HB 434 appears to be a personal matter for Horn, who talked about his military service and how the profession at one time had the highest rate of suicide.
Horn said he’s also seen the impact of suicide on families while serving as a member of a rescue squad, and how dating violence affects students while working as a school volunteer.
He said suicide and teen dating violence are closely related.
HB 434 received a favorable hearing from the House Education Committee and will move to the House Health Committee.
Frank Iler, (R-Brunswick), endorsed the bill, but wondered how school districts would pay for teacher and staff training if the mandate becomes law.
“Can we avoid the unfunded mandate label?” Iler asked.

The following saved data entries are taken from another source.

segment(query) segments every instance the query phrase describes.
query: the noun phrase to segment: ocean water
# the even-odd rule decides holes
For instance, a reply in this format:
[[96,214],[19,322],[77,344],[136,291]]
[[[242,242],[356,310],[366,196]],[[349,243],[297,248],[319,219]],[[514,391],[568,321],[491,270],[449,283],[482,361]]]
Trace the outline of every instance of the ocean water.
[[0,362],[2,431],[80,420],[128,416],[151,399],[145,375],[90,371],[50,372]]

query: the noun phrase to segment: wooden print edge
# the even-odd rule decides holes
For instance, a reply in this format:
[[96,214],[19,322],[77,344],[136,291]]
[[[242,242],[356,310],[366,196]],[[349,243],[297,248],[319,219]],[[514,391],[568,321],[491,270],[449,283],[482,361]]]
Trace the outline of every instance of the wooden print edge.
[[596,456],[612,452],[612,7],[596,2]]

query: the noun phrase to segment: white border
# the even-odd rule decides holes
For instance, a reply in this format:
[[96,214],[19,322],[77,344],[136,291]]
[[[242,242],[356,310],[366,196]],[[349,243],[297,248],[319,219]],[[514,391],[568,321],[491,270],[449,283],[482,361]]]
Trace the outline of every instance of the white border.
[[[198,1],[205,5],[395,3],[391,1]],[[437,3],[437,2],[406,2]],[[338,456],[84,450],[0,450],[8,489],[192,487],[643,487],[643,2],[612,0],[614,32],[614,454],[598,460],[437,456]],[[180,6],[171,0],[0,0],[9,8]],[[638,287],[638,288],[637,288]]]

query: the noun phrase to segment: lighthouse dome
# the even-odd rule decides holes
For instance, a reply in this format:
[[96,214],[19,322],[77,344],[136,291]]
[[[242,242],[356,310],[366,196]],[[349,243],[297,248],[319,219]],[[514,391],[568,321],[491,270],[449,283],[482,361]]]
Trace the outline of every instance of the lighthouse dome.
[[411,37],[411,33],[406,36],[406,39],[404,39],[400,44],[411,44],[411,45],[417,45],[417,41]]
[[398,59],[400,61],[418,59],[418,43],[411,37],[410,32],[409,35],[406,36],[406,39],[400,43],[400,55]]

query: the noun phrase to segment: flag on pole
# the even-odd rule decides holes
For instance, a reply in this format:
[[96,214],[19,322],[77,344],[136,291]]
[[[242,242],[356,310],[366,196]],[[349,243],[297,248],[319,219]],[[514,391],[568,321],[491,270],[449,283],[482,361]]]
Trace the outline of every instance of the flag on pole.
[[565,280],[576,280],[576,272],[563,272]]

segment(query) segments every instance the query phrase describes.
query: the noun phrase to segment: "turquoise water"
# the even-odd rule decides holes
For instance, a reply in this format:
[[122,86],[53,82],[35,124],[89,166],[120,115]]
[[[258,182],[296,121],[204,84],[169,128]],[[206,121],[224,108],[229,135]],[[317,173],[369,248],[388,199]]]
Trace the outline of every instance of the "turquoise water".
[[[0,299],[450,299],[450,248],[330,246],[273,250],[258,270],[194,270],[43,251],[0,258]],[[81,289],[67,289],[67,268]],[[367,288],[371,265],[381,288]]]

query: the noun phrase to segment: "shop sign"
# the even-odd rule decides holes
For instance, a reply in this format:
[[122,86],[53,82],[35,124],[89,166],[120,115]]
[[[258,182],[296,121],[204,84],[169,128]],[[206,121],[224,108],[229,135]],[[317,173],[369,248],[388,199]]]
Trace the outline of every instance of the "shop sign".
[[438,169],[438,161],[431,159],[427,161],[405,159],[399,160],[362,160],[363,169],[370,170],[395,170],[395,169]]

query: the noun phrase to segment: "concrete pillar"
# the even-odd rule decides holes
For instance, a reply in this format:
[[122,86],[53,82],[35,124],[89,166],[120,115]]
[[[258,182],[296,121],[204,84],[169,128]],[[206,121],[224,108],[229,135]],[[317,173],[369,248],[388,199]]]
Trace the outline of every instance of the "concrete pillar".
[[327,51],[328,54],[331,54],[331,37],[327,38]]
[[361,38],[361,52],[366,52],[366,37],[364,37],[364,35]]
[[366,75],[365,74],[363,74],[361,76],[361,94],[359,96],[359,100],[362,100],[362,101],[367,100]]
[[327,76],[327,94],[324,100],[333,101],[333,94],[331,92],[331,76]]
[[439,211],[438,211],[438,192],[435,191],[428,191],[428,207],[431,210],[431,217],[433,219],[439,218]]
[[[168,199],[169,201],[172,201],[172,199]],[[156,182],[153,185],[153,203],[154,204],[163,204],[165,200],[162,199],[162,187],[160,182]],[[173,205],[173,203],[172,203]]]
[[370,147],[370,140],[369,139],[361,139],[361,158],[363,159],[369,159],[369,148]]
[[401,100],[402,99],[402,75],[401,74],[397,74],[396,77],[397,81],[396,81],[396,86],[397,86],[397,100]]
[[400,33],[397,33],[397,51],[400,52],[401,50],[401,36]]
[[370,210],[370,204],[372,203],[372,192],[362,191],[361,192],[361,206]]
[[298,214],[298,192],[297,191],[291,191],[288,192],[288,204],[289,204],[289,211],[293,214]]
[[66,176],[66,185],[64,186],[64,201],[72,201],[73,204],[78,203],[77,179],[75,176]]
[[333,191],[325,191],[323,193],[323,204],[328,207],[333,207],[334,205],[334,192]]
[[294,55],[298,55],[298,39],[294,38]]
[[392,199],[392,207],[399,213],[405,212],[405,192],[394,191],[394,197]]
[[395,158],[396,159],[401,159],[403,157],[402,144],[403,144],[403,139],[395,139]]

Horn said no additional money is provided in the bill to fund HB 434 mandates.
“It’s not an appropriations bill, it’s a policy bill,” Horn said. “I think it’s a policy that makes sense. I think that we can do this without any substantive increase in cost to our LEAs (Local Education Agencies or school districts).”
Rep. Graig Meyer, (D-Caswell), said he saw the need for resources and strategies to address teen suicide and dating violence while working as a school social worker.
Meyer said teachers are now asking for training in “mental health first-aid” so they can deliver basic mental health care to students in need.
“I know there will also be some work done this year to make sure that we’re increasing the number of student services professionals in the schools,” Meyer said. “It’s probably more important that we make sure that we have the highly trained social workers, counselors, psychologists and nurses in the schools to support what the teachers do on the frontline.”